A short time ago I watched a party of married people and children receive an automobileful of guests at a country house. The guests remained something over twelve hours, which is a long visit in these days.
When they came, it was explained by them how many miles they had come that day and over what roads. An hour was now devoted to getting the dust off and to a change of clothes. After this there was much chatter among host and guests, talk of mutual friends, and much detail as to journeying; what roads had been found good, what ones uncomfortable for speeding, with a comparing of road-maps among the men. Then there was luncheon; after that, siestas; after these, a spin to the polo grounds in the host's "auto"; after this, tea on the country-club veranda, and another spin home. Another half-hour was now again given to the removal of dust, then an hour to an exceptionally well-served supper; more chatter, with rather high laughter; then the summoning of the original "auto"; good-byes, some waving of hands, a little preliminary chugging of the machine; then a speeding away, a vanished thing. Gone in a flash! A clean sheet once more! The moving-picture visit was over; the host and hostess returned to the chairs on their own veranda; the handsome, long-legged bronzed children looked bored; and the lares and penates inside, if there were any, shivered, I am sure, with what "freezings" in the midst of "old December's bareness everywhere."

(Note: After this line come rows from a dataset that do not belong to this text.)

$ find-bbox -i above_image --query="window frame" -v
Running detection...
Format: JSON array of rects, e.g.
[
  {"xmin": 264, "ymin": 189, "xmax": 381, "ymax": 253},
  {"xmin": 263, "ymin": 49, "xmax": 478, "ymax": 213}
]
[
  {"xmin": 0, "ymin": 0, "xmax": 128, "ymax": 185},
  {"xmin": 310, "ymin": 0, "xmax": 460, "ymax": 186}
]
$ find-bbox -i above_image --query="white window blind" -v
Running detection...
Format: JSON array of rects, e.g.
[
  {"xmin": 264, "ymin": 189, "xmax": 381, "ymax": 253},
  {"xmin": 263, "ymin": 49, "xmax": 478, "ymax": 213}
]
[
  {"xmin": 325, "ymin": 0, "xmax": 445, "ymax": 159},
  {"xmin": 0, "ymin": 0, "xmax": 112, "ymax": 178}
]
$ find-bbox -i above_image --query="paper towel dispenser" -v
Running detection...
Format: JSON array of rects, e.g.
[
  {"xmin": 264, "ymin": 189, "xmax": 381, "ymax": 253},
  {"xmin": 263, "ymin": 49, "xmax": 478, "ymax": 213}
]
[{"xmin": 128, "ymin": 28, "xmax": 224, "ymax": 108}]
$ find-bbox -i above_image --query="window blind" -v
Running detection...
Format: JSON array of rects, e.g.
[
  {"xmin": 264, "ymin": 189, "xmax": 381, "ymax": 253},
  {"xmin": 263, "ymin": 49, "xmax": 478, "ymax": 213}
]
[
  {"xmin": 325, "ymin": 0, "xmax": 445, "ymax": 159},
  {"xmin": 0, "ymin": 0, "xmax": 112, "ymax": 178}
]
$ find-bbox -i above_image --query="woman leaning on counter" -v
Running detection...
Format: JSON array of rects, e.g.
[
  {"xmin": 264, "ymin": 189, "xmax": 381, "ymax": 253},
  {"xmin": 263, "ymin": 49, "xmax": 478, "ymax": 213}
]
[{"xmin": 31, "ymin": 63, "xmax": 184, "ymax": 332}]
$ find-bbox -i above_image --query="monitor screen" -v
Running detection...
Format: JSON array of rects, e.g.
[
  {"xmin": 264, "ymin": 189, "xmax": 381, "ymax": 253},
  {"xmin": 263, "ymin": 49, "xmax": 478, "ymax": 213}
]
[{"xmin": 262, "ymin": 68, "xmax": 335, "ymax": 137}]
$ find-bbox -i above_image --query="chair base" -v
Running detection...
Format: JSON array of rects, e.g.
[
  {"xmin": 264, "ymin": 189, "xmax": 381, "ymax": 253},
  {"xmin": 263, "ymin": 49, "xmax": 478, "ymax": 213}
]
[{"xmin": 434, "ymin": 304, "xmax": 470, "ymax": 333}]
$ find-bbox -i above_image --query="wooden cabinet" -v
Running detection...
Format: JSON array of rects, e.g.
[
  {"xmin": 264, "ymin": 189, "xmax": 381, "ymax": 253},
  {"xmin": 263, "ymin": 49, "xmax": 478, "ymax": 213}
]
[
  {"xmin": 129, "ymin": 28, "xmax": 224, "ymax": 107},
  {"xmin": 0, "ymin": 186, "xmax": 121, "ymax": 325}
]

"And yet this time removed was summer's time." There were in that flashing speeding automobile six people: there was an old gentleman (very trig and alert) who had hunted tigers in India and had buried three wives; there was a woman who was one of the most proud and vain women in the world, as well as one of the most beautiful; there was a man who had carried through a great panic in Wall Street, and who wore an invisible halo of prayers of widows and orphans; there was a middle-aged woman with a broken heart, whose lover had been buried at sea; there was a fresh-looking young girl chained to the rock of modern conventions, and a square-jawed handsome young Perseus, who was in love with her and determined to rescue her and carry her away to dwell with poverty and himself on a claim in eastern Idaho.
Flash, flash! They are moving pictures, they are gone! What might they not have been, what might they not have contributed, very especially to the host's children, in the way of lessons and knowledge and education, had they remained long enough to be guests! What? Education? But the children all go to school, and to the best to be had; and the little one there is just starting in under the Montessori method. You should see how amazingly, from fifty-seven varieties, she can select and grade the different shades and colors.
Madame Montessori recommends that children be under the care of a "directress" (note the name) in the "Houses of Childhood," each day, the day to begin at eight and to last until six, in a schoolroom where the Montessori "method" is practised by means, mainly, of the "didactic material"! The thing revolts me. I do not say, "What time for arithmetic and geography, and the sterner realities of schooling?" No, nor do I complain as does Sir Walter Scott when he touches on Waverley's education, you remember, that "the history of England is now reduced to a game at cards." I say to myself more solemnly, "But what time is left for life? What time for guests?"